It’s bigger than the both of them. This week, the United States and Iran will sign a memorandum of understanding (MOU), which is expected to reopen the Strait of Hormuz and solidify the ceasefire that they struck seventy days ago. The bilateral agreement will have far-reaching implications for other countries in the Middle East and beyond. Below, Atlantic Council experts assess the impacts on several affected regions and countries.
The Gulf states
The Gulf states have been keen to see an end to the uncertainty provoked by the misjudged war against Iran, as well as a reopening of the Strait of Hormuz to more normal maritime traffic. These countries have been hit by Iranian missiles and drones, had their oil and gas exports disrupted due to the double blockade of the strait, and suffered casualties—in some cases, fatalities—because of the war. In their view, the agreement between the US and Iran could not come soon enough. Some Gulf Cooperation Council (GCC) members, particularly Qatar, have played a significant role as mediators in achieving the agreement.

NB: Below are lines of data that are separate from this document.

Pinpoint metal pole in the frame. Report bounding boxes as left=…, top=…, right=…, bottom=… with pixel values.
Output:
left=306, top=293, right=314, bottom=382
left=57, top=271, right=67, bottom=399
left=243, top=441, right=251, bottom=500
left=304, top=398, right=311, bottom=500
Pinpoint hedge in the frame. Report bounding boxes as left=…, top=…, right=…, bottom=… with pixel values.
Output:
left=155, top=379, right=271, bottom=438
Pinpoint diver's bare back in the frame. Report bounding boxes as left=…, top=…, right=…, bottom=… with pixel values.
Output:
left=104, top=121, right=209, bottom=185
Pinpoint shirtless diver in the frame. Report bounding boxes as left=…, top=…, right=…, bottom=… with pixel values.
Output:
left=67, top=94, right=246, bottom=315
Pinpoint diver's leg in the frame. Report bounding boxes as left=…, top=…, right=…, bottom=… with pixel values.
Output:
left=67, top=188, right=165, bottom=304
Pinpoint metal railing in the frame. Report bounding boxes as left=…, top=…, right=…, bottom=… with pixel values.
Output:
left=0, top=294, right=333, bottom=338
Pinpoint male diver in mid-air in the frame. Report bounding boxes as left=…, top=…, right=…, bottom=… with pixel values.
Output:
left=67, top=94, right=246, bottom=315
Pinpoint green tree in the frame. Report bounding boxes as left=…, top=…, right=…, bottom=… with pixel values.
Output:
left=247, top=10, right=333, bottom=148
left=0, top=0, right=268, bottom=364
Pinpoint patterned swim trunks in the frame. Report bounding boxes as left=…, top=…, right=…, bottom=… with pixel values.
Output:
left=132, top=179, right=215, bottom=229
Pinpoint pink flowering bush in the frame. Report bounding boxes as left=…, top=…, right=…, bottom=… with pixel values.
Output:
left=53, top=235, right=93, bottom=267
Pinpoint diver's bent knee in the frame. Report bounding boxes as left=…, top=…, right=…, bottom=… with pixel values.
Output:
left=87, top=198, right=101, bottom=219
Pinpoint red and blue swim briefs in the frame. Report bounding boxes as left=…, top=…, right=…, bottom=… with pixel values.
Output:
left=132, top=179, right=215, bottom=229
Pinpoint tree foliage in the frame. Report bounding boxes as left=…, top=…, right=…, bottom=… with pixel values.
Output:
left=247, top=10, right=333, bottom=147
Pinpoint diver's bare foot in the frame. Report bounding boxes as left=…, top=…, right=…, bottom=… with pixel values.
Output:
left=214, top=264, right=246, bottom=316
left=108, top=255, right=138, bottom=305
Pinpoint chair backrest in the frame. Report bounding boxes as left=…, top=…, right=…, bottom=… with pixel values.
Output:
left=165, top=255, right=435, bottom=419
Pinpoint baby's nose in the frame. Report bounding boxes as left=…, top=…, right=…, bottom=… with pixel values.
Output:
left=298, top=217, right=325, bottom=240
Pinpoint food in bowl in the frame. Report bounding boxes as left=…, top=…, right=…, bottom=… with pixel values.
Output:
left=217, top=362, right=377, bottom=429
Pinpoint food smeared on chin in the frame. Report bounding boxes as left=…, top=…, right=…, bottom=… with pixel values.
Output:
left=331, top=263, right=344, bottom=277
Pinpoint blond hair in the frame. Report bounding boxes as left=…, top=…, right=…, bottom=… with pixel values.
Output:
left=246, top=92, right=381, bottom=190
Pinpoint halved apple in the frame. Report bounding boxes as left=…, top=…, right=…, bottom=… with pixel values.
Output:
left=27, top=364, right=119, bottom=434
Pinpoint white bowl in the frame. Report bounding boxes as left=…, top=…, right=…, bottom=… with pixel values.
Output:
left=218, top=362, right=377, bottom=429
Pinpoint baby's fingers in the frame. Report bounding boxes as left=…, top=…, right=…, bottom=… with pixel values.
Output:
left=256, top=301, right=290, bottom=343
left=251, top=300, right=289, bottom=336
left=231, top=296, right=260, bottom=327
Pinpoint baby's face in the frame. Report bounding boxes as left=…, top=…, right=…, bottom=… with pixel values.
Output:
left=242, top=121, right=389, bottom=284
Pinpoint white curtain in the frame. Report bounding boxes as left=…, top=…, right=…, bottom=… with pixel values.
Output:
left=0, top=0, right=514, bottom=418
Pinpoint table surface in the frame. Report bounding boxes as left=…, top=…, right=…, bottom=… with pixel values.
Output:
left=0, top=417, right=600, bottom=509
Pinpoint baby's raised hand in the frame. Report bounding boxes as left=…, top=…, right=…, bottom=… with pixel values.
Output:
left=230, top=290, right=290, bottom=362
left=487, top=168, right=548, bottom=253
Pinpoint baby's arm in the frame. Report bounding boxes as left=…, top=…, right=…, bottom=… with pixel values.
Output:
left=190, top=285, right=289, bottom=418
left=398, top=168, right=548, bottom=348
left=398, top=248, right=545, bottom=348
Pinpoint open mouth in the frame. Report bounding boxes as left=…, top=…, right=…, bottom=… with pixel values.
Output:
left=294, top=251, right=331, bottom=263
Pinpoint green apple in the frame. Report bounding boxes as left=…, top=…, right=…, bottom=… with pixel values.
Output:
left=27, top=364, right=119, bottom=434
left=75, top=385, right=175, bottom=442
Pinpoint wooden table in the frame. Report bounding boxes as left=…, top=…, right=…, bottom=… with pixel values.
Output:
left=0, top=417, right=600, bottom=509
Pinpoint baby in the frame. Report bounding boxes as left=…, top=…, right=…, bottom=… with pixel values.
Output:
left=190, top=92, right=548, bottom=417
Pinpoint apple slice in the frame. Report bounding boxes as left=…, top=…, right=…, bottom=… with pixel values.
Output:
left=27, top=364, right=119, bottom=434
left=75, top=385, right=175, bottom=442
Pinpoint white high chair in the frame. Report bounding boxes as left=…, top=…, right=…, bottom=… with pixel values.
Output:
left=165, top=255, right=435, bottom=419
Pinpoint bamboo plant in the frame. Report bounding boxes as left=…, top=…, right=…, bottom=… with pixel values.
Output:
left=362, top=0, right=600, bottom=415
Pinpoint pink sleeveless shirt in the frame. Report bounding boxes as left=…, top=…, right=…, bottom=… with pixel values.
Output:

GCC states have been some of the major losers from the conflict. Their projected economic growth has been revised down, and inflation has edged up. There’s also been some loss of confidence in their economic model and a reduction in the number of expat resident workers and tourists. In some cases—such as Qatar’s Ras Laffan liquefied natural gas plant—significant damage has been done to the infrastructure upon which the economy is dependent, and it may take years to recover fully.